‘Bütçe savaşa ve ranta değil, emekçiye ayrılmalı’

  • 09:04 23 Aralık 2021
  • Emek/Ekonomi
Derya Ren - Sema Çağlak
 
DİYARBAKIR - Halkın her geçen gün yoksullaştığını belirten emekçiler, hükümetin bütçeyi savaşa ve ranta değil; halka ve emekçiye ayırması gerektiğini ifade ederek, hükümetin halkın sesine kulak vererek, istifa etmesi gerektiğini belirtti.
 
Türkiye’de ekonomik kriz gün geçtikçe daha fazla hissedilir oldu. Döviz kurunda her gün değişiklik yaşanırken, 20 Aralık günü 18’i bulan Dolar, akşam saatlerinde ani bir düşüşe geçti. Bu düşüşün nedeni ekonomistler tarafından faizlerin “yükseltilmemiş” gösterilip ama aslında “yükselmesi” olarak yorumlandı.
 
Öte yandan geçtiğimiz günlerde yapılan bütçe görüşmelerinin sonucunda asgari ücret 4 bin 253 olarak belirlendi. Gıda, giyinme, barınma, teknoloji, akaryakıt gibi birçok alanda dudak uçuklatan zamlar yapılırken, bu zamlara karşı asgari ücrete gelen zam ise halkı da, emekçileri de rahatlatmadı.
 
‘Türkiye’nin geleceği kötü’
 
İktidar tarafından halkın açlık ile terbiye edilmek istendiğini belirten mikrofon uzattığımız emekçilerden Leyla, ülkede insan yaşamına değer verilmediğini söyledi. Hükümet tarafından açıklanan asgari ücretin hiç bir şeye yetmeyeceğini kaydeden Leyla, “Belirlenen asgari ücreti bir avantaj olarak görmüyoruz. Ben Türkiye’nin geleceğini çok kötü görüyorum. Birçok insan kötü şartlarda yaşıyor. Ancak buna yönelik herhangi bir adım atılmıyor.
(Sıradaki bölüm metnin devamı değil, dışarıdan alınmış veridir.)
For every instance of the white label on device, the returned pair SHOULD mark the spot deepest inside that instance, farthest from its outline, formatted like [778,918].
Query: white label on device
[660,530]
Kimsenin hükümete güveni kalmamış” dedi.
 
‘Bütçe savaşa değil, emekçiye ayrılmalı’
 
Öğretmen Suna Akçı, ülkenin bütçesinin emekçiye ayrılmadığını kaydederek, “Bir ülkede eğer kadına yönelik şiddet varsa, her geçen gün yoksullaşıyorsak, bu durumda ülkenin gidişatının iyi olmadığının bir göstergesidir. Biz emekçilerde bu durum karşısında korkmadığımızı ve itaat etmediğimizi belirtiyoruz. Emekçilere ve halka bütçenin ayrılması gerektiğini söylüyoruz. Ancak hükümetin yaptığı karın tokluğuna insanları çalıştırmak. Bütçenin savaşa, ranta değil; halka emekçiye ayrılması gerekiyor. Halkında yaşananlar karşısında seslerini yükseltmesi gerekiyor” ifadelerini kullandı.
 
‘Halk durumu protesto ediyor’
 
Hükümetin açıkladığı asgari ücretin açlık sınırının altında bir sayı olduğunu ifade eden Ekolojist Derya Akyol, döviz rakamlarının her geçen gün rekor seviyelerde ilerlediğine işaret etti. Derya, zamlar nedeniyle insanların her gün eli boş eve dönmek zorunda kaldığını belirterek, “Zamlardan kaynaklı satıcılar günde 3 defa etiket değiştirmek zorunda kalıyor. Toplumun hepsi yoksul ve geçimini sağlayamıyor. Bundan kaynaklı da halk sokaklara inerek hükümetin bu tedbirsiz yaklaşımlarını protesto etti.”
 
‘Hükümet istifa etmelidir’
 
Derya hükümete çağrıda bulunarak, “Halk en temel ihtiyaçlarını alamaz duruma gelmiş. Bu duruma hükümetin derhal müdahale etmesi gerekiyor. Artık hükümet yetkililerinin hiçbiri bu durumu düzeltemez. Her geçen gün durumu daha da kötüleştiriyorlar. Devlet savaş ve ekoloji kırım politikalarından derhal vazgeçmelidir. Onların şuan elinden gelen tek şey istifa etmeleridir” diye konuştu.
 
‘Halkın hükümete güveni kalmadı’
 
Öğretmen Zehra Özdemir ise asgari ücretin 4 bin 250 TL olmasını eleştirerek, “Halkın hükümete güveni kalmadı. Daha ne söylememiz gerekiyor, onu da bilmiyoruz. Herkes durumun farkında ancak kendimizi kandırıyoruz. Biz de biliyoruz ki bu durum böyle devam edemez. Herkesin ayağa kalkması gerekiyor” diye kaydetti.